At the end of the war, the family returned to Divin, and the author resumed his life during the interwar period:
On October 14th, 1918, our family returned from being refugees to our native land, Divin. There we started a new life; we began to rebuild our ravaged farm and work on our land.

In April 1922, I was drafted into the Polish Army. I served in the city of Warsaw in the First Division as a common soldier. My service ended in May of 1924.

From 1924 to December 1939 I worked in agriculture in Divin; I held a variety of posts.
World War II:
From December 15th, 1939 to June 22nd, 1941, I worked as a bookkeeper in the Divin Rural Farm Supplies Department. From December 1st, 1941 to March, 1943, during the German occupation, I worked as a cashier in the tax department of the Divin magistrate. Then, I worked once again in agriculture until the liberation of our Divin from the German occupiers. From August 1944 to December 15th, 1944 I worked in the Divin District Military Commissariat as a clerk.

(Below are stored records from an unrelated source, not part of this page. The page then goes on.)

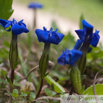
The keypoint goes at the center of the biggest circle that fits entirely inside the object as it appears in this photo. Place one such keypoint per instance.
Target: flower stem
(35, 14)
(12, 75)
(13, 55)
(40, 88)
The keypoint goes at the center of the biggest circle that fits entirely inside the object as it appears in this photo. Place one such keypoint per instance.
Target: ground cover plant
(45, 65)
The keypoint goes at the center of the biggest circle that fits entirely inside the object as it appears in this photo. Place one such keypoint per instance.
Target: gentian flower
(87, 35)
(71, 56)
(35, 5)
(14, 26)
(49, 36)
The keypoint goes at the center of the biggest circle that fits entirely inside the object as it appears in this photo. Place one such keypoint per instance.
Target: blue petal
(35, 5)
(42, 35)
(21, 23)
(17, 29)
(55, 38)
(78, 44)
(14, 22)
(4, 22)
(69, 57)
(87, 27)
(95, 39)
(81, 34)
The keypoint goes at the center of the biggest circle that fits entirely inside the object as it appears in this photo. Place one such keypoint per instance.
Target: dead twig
(47, 97)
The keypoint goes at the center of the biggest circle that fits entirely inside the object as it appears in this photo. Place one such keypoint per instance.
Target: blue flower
(35, 5)
(49, 36)
(14, 26)
(86, 34)
(70, 56)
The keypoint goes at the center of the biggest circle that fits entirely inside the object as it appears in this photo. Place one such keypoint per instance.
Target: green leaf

From December 15th, 1944 to April 1947, I worked as a bookkeeper in the Divin post office. I retired from there for health reasons.

From December 1st, 1949 to October 3rd, 1959, I worked in various positions in the Divin village soviet [council]. I was a secretary, bookkeeper, and most recently, the last seven years, I worked as the head of military records.

Currently I am a retired pensioner, disabled, of the second group.

I have my own house in the village of Divin at the address: Brigadier Lane, house number 5. I live there with my family, consisting of three people: myself, my wife and my daughter. I continue to work on the house and on my garden plot.

The village of Divin, 1971.
 
Notes: the second group: presumably, a designation of degree of disability.